Hi all,
I’ll try explaining this in a concise manner, perhaps this will suffice for now.
Basically I am writing a parser. It actually works and produces a valid RSS 2.0 script.
The next step is to expand beyond the custom tags I already have in my PHP web page and add more, these I can then optionally use for example to expand (append to) the <description> </description> XML data.
All potential RSS items in my PHP web page have a <rss_content_item> </rss_content_item> around them so with a simple preg_match_all() I can quickly find out how many I have (i.e. 9, 11, 25 etc.) and then just focus future searches on that instead of all the file (to boost speed).
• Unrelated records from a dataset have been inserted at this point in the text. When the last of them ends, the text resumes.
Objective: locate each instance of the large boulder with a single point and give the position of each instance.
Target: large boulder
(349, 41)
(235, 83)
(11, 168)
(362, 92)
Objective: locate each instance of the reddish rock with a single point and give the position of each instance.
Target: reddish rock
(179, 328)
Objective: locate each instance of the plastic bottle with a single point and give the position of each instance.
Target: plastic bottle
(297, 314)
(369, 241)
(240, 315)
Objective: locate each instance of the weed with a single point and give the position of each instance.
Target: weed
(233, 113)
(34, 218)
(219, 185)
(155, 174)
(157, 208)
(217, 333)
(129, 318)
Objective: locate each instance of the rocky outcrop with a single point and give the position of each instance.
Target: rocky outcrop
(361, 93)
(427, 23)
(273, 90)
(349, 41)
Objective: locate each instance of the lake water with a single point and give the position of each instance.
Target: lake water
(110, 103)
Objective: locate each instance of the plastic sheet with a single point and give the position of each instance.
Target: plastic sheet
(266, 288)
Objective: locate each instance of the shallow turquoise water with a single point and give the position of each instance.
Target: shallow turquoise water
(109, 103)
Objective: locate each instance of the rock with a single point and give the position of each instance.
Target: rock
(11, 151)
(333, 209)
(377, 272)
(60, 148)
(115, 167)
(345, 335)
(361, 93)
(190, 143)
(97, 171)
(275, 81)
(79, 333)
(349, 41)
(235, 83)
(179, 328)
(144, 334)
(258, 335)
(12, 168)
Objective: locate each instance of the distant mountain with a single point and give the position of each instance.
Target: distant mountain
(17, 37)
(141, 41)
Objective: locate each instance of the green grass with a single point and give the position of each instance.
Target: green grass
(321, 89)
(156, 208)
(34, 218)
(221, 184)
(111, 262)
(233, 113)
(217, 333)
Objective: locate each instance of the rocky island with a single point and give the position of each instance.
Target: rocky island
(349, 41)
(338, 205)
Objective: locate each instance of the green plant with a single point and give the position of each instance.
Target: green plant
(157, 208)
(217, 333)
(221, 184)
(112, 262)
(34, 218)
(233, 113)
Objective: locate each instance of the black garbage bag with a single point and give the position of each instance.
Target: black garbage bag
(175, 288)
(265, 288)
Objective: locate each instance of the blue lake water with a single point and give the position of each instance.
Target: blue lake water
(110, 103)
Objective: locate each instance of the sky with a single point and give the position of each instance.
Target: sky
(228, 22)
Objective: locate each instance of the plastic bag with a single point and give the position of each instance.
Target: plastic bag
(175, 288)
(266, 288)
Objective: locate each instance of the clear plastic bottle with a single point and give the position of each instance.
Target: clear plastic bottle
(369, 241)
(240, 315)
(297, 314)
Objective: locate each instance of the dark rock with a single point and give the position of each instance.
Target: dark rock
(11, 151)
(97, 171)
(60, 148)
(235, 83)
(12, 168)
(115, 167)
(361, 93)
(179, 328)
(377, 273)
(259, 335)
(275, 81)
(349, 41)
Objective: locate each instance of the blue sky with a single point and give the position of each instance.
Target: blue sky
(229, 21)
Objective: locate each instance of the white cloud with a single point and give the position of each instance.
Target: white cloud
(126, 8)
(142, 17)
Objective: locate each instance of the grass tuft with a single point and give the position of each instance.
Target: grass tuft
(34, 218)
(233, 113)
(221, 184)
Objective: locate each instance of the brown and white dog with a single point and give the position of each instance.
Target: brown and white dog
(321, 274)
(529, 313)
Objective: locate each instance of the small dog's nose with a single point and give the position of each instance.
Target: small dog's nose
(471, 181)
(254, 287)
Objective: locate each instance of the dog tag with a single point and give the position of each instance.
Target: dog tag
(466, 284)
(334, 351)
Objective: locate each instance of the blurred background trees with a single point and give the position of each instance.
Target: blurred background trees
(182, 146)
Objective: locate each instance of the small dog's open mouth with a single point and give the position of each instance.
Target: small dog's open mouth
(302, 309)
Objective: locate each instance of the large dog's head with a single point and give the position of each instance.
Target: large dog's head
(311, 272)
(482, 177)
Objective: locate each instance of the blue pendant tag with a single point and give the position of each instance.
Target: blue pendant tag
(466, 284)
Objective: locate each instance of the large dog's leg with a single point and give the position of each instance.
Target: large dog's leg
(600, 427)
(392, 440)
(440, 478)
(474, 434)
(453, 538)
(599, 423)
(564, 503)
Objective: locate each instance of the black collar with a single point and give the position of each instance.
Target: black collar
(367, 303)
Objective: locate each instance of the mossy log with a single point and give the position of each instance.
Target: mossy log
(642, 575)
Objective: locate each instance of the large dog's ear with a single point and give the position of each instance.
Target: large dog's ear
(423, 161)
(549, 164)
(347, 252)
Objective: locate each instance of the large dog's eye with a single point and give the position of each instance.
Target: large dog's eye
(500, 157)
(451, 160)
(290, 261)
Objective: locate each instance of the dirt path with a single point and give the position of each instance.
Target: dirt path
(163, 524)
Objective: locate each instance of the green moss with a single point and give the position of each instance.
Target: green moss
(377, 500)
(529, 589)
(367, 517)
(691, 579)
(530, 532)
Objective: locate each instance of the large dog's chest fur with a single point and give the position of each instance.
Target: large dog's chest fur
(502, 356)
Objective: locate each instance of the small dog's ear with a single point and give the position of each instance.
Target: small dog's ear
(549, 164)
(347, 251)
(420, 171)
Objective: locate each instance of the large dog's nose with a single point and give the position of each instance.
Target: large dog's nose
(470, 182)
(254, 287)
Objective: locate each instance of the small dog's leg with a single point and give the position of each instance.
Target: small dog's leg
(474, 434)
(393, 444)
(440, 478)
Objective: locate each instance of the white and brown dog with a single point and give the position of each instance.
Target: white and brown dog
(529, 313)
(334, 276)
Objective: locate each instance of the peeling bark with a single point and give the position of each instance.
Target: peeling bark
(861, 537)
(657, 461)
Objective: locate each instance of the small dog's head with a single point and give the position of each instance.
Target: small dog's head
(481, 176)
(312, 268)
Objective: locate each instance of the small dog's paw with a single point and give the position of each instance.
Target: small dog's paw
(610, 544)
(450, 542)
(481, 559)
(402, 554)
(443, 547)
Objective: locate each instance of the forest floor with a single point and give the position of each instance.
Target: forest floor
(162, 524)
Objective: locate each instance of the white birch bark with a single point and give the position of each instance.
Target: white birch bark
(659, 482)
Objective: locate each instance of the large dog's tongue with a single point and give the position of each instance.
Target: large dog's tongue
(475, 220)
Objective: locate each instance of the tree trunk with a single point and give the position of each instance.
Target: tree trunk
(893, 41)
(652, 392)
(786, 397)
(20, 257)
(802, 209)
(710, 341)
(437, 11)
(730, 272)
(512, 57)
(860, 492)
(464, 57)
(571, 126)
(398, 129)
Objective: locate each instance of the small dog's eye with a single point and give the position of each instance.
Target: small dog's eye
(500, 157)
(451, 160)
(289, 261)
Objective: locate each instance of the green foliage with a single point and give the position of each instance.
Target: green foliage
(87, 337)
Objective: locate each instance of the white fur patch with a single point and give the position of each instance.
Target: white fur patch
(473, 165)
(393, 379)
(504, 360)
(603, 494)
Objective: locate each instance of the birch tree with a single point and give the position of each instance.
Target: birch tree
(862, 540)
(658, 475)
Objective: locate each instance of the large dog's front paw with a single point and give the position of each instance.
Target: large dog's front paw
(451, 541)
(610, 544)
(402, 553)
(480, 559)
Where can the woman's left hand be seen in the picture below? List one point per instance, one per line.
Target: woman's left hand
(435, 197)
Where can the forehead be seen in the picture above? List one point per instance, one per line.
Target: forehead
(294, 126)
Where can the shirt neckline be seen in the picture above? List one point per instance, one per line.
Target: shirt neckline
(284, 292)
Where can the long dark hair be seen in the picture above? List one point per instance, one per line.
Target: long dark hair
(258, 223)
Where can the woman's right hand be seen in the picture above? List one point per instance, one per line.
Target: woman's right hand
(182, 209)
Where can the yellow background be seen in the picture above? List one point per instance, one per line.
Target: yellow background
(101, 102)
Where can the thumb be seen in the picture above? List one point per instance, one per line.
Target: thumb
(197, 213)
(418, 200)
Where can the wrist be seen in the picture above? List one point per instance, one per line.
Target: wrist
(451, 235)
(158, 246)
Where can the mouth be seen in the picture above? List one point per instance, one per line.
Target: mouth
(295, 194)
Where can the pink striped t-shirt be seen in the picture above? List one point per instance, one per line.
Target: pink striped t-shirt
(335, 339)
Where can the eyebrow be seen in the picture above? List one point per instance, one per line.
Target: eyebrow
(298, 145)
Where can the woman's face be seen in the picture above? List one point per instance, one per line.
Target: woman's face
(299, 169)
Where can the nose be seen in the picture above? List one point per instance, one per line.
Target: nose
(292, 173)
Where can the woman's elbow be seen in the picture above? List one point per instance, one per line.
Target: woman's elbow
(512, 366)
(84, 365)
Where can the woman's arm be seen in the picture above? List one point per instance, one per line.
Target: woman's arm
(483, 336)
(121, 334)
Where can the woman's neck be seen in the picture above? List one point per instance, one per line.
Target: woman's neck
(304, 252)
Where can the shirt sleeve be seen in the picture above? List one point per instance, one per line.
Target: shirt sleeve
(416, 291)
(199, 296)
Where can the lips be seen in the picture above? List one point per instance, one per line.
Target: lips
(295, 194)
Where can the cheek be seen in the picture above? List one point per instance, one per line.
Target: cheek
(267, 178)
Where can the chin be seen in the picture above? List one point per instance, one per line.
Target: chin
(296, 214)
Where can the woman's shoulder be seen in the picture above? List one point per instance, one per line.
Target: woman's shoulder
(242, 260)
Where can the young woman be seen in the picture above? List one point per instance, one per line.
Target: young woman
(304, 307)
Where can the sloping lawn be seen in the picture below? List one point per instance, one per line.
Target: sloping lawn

Now…as mentioned above I want to add some other tags. The problem is not all <rss_content_item></rss_content_item> 's feature these tags. It depends on the given rss item.
My parser reads through the entire file, finds all instances of all custom tags and then writes that to an array I have made (class) before finally once it’s all populated writing that to a physical .xml file.
It works wonderfully if you assume each rss item has all the tags (i.e. title, description, link etc.) and the data in between each tag only occurs in one instance. This is indeed true for all standard tags (those needed to make a valid RSS XML file) but not true for any additional tags I’m throwing in them (i.e. those that provide additional data that may/may not find its way into the RSS XML file).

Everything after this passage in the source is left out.